By Pavel Polityuk and Ilya Zhegulev
KYIV (Reuters) - Ukrainian President Volodymyr Zelenskiy has imposed sanctions on several opposition-supporting television and media companies his government accuses of being financed by Moscow and a Russian-leaning politician.
A presidential decree, published late on Tuesday, said "special economic and other restrictive measures" would be imposed against Taras Kozak, a lawmaker from the Opposition Platform — For Life faction, and eight media and TV companies.
The decree did not explain the decision. Kozak is the listed owner of the three TV channels covered and Ukrainian media said they were associated with Viktor Medvedchuk, an opposition figure seen as an ally of Russian President Vladimir Putin.
Zelenskiy said the move was necessary to counter "propaganda financed by the aggressor country".
Kyiv and Moscow have been at loggerheads since Russia's annexation of Crimea from Ukraine in 2014 and its involvement in a conflict in eastern Ukraine.

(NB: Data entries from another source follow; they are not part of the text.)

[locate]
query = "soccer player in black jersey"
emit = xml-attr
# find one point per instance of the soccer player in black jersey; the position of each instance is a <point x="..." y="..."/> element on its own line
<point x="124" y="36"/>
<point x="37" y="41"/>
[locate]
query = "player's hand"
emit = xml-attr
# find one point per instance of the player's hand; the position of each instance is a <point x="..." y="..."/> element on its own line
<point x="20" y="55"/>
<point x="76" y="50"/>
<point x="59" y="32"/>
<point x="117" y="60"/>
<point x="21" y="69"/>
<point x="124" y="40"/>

Kozak and Medvedchuk said the move was illegal. Medvedchuk told Reuters by telephone it was designed to deflect from Zelenskiy's falling political ratings and what they depicted as policy blunders on fighting poverty and the COVID-19 pandemic.
"When political experts appear on the channels and interview citizens on the street, this infuriated the president," he said. "Ukraine is in a terrible economic, social and political crisis."
U.S. SUPPORT, KREMLIN CRITICISM
Supporting Ukraine's efforts to counter Russian influence, the U.S. embassy said: "We must all work together to prevent disinformation from being deployed as a weapon in an information war against sovereign states."
Kremlin spokesman Dmitry Peskov said the decision "does not correspond to either international norms and standards, or the general understanding of freedom of the media."
Zelenskiy's spokeswoman, Iuliia Mendel, said the sanctioned media had become a tool in the war against Ukraine, adding that Ukraine had evidence the channels received funding from Russia. The channels have not commented on that accusation.
The sanctions against Kozak, imposed for five years, limit his ability to use and dispose of property and to withdraw capital from Ukraine. They also revoke the licences he holds for the TV channels.
The media organisations and TV channels are prohibited from broadcasting and their assets blocked. All three channels went off air on Wednesday morning.